El problema es que esa postal cultural convive con una economía apretada y un sistema de servicios que sigue fallando donde más duele: electricidad, transporte, combustible y capacidad de consumo. La reubicación del evento desde El Cornito hacia el Parque Temático Las Palmeras no es un simple cambio logístico; es una señal de que hasta las celebraciones más emblemáticas deben adaptarse a un contexto de escasez y a una infraestructura vulnerable.
Ahí aparece la contradicción central. Mientras la prensa oficial presenta la jornada como una afirmación de identidad, en redes y medios independientes el ambiente suele leerse de otra manera: cansancio, ironía y distancia frente a un aparato cultural que intenta mantener normalidad donde la vida cotidiana está llena de interrupciones. En Las Tunas, además, la polémica reciente por los apagones y la crisis de transformadores mostró hasta qué punto la desconfianza pública ya no se activa solo por la escasez, sino por la percepción de que la información oficial llega tarde, incompleta o defensiva.

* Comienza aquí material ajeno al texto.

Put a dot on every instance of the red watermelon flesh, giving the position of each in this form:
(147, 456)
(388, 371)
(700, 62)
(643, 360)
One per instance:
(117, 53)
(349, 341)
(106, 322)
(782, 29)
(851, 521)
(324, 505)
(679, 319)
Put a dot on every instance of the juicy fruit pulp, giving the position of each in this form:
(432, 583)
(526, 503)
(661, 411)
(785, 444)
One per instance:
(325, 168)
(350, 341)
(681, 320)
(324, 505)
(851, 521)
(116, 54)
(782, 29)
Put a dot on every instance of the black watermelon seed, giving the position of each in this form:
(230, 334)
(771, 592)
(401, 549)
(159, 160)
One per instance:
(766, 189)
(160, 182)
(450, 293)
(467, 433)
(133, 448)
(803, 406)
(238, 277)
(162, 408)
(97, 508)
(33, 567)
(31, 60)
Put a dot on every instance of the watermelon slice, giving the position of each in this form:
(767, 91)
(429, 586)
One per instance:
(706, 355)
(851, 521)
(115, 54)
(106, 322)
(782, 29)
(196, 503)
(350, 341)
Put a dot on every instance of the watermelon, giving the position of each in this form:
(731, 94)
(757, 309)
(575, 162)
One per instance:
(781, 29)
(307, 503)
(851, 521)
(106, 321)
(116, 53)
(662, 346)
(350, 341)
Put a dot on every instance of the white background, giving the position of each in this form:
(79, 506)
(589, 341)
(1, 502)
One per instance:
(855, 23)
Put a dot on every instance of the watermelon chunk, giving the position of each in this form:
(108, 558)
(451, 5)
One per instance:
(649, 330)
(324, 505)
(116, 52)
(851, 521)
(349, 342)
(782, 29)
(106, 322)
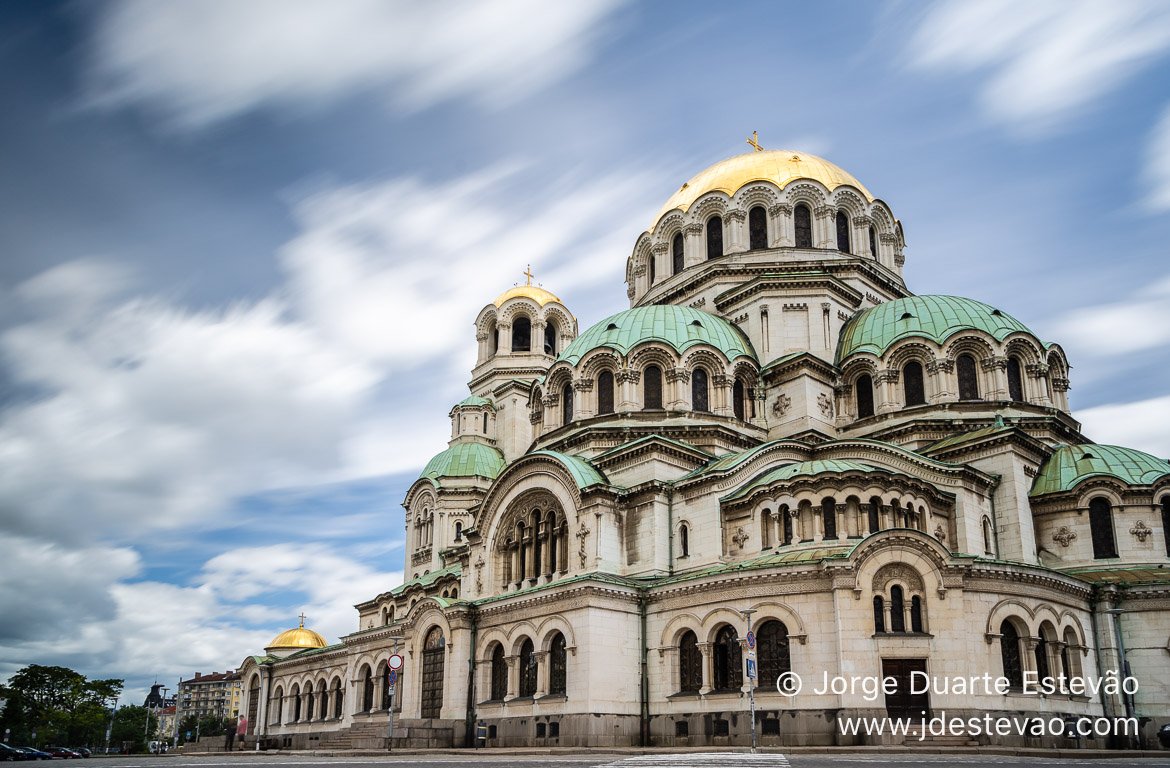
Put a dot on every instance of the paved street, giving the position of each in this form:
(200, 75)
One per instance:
(601, 760)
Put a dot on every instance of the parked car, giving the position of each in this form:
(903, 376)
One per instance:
(35, 754)
(11, 754)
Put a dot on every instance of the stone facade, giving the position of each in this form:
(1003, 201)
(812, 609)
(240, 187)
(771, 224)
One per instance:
(776, 437)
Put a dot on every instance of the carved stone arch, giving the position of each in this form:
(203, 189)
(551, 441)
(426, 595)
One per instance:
(675, 628)
(846, 198)
(972, 342)
(1026, 348)
(756, 193)
(549, 628)
(910, 349)
(704, 357)
(711, 204)
(521, 631)
(653, 354)
(715, 619)
(599, 360)
(809, 192)
(1016, 610)
(779, 611)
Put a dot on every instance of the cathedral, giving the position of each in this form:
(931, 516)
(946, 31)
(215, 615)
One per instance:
(776, 467)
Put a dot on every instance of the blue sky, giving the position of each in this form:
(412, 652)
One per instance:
(242, 247)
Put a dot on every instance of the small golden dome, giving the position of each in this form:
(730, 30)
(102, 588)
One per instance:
(537, 294)
(778, 166)
(297, 638)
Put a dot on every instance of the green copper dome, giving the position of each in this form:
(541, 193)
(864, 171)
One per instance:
(680, 327)
(935, 317)
(1072, 464)
(466, 460)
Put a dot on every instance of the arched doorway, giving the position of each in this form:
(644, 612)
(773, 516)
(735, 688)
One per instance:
(433, 650)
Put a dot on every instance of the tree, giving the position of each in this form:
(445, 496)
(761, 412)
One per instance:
(57, 705)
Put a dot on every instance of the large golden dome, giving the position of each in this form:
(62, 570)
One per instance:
(778, 166)
(297, 638)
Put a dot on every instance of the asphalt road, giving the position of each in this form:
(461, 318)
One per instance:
(601, 760)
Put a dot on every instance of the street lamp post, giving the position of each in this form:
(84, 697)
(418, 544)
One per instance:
(749, 643)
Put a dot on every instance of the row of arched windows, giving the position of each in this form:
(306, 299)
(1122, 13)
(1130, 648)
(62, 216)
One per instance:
(529, 672)
(725, 670)
(914, 391)
(742, 404)
(757, 235)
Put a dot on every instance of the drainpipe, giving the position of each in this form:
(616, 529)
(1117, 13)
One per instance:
(644, 688)
(470, 678)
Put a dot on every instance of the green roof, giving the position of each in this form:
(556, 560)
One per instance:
(680, 327)
(799, 470)
(582, 471)
(466, 460)
(1073, 464)
(935, 317)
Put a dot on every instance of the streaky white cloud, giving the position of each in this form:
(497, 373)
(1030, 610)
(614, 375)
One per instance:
(1121, 328)
(1043, 60)
(1157, 166)
(1135, 425)
(199, 63)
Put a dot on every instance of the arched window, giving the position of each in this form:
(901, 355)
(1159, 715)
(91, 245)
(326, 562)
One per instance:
(1010, 651)
(912, 384)
(522, 335)
(1014, 379)
(715, 237)
(842, 232)
(605, 392)
(558, 665)
(896, 609)
(527, 669)
(772, 648)
(802, 219)
(1165, 520)
(865, 389)
(1101, 528)
(499, 673)
(757, 228)
(828, 518)
(728, 663)
(690, 664)
(550, 338)
(366, 690)
(652, 388)
(433, 650)
(699, 399)
(968, 378)
(566, 404)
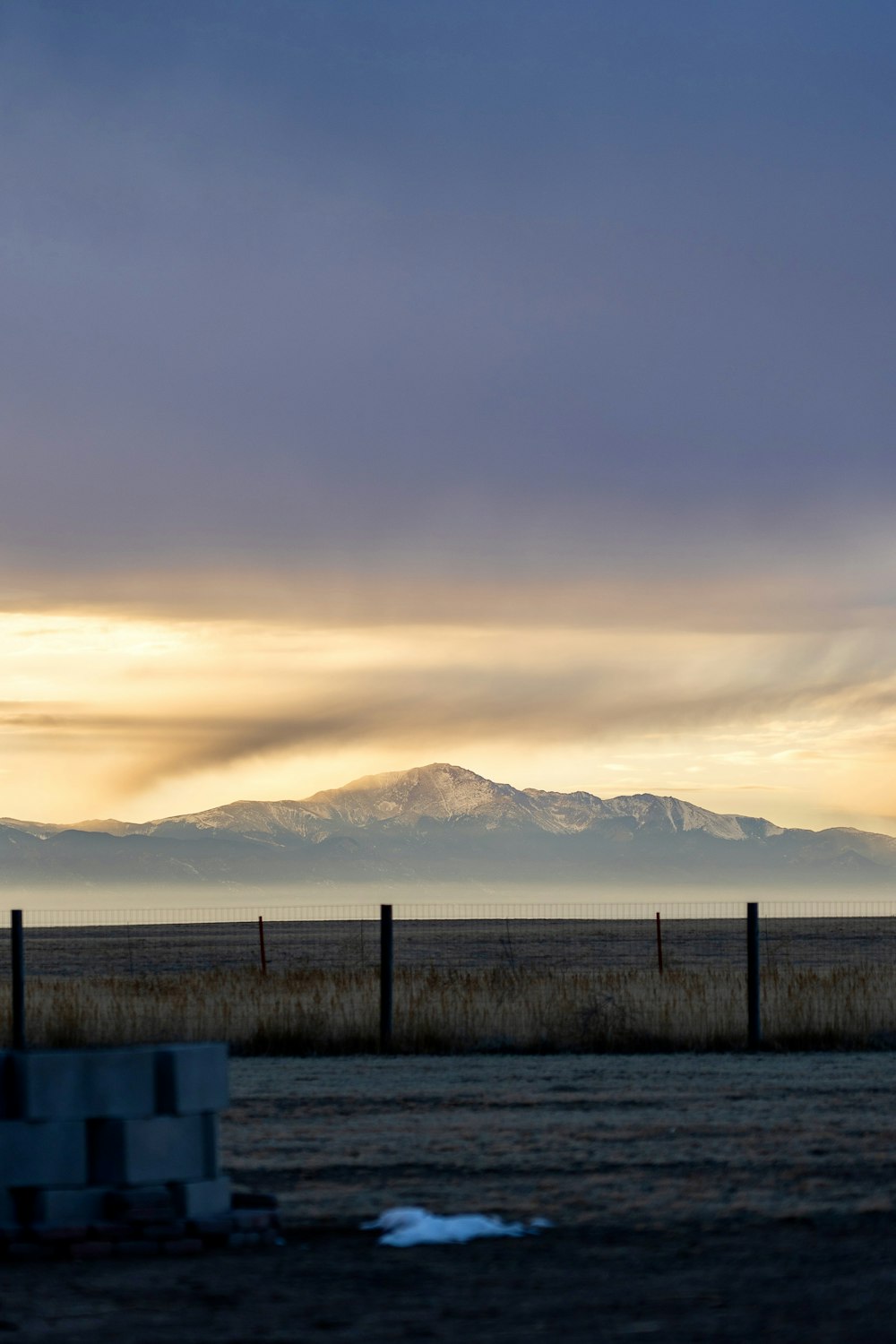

La Cucalambeana importa, y mucho, para la cultura popular cubana. Pero también sirve como termómetro del país real: el de los jóvenes que emigran o se desconectan de estas fiestas, el de los campesinos que sostienen tradiciones mientras cargan con precios altos y servicios inestables, el de los trabajadores estatales que celebran por obligación institucional y el de una ciudadanía que mira con afecto el folclor, pero ya no acepta con la misma facilidad el relato único. La pregunta de fondo no es si habrá versos, sino qué tipo de país necesita convertir incluso su fiesta campesina más visible en una ceremonia de resistencia.